The Basketball Gods Must Be Crazy

Guard Marcus Williams was relieved to see Connecticut force overtime, but George Mason ultimately prevailed.
Guard Marcus Williams was relieved to see Connecticut force overtime, but George Mason ultimately prevailed. (By Jonathan Newton -- The Washington Post)
By John Feinstein
Monday, March 27, 2006

When Denham Brown's last-second shot hit the rim a third time and then dropped through the basket to force overtime in the Washington Region final between Connecticut and George Mason, Verizon Center was completely chaotic.

The Connecticut players and coaches, having somehow escaped defeat in the final seconds of regulation for a second straight game, were completely overjoyed.

"We had been on our heels; now we had a shot of adrenaline," Coach Jim Calhoun said. "I thought we were in good shape at that moment."

So did almost everyone else in the building.

"I thought it was over," said a tearful Tom Yeager, the commissioner of the Colonial Athletic Association. "I thought we were dead."

Similar thoughts crossed the mind of Liz Larranaga, sitting almost directly across from Yeager.

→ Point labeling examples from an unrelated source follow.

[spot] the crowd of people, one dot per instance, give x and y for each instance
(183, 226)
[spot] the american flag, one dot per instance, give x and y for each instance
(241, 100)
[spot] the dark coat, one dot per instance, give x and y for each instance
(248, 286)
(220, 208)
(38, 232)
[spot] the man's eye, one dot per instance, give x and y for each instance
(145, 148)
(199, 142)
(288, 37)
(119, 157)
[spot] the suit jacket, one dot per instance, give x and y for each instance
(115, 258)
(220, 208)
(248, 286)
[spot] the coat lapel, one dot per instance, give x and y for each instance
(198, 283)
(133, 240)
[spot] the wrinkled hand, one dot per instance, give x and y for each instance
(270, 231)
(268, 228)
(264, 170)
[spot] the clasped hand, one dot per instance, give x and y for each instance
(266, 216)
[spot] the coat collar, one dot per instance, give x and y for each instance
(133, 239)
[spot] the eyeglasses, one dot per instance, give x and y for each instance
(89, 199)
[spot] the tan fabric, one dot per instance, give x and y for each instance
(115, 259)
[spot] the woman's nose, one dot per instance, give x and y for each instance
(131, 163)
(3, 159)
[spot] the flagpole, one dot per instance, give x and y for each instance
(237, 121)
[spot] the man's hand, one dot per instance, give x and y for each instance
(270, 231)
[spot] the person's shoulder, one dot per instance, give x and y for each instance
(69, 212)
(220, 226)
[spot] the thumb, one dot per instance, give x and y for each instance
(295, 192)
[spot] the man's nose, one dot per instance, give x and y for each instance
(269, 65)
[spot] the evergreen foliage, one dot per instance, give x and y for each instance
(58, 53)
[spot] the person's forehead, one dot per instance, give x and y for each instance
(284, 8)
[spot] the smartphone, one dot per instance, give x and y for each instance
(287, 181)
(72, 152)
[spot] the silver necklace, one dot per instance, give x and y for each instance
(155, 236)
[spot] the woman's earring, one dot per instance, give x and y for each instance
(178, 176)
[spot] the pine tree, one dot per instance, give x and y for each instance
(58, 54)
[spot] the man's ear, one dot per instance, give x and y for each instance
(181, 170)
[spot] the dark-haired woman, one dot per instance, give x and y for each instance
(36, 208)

"We were so close," she said. " So close."

So close to the Final Four, yet so far. In as improbable a basketball game as anyone watching had ever seen, Mason had come from 12 points down late in the first half and nine points down early in the second half to seemingly have control of the game, leading 74-70 with 18 seconds left after two free throws by Lamar Butler. But after Brown's spectacular reverse layup finally dropped after banging the rim over and over, Mason's impossible dream looked just about dead.

Everyone seemed to be thinking the same thing: So close . . .

Except for one man. As it had been through every twist and turn of these extraordinary two weeks, Jim Larranaga's voice was as calm as ever when his stunned players came back to the huddle.

"Fellas, I want to tell you one thing," he said. "There's no place I'd rather be right now than here with you guys playing this game. You lapsed on defense for five seconds, so now we have to beat Connecticut for another five minutes. There's no reason we can't do it."

Under these circumstances, words such as these are often hollow. But this group of players believes everything Larranaga tells them. If he had told them at that moment it was about to snow on the court, they would have put on gloves and boots.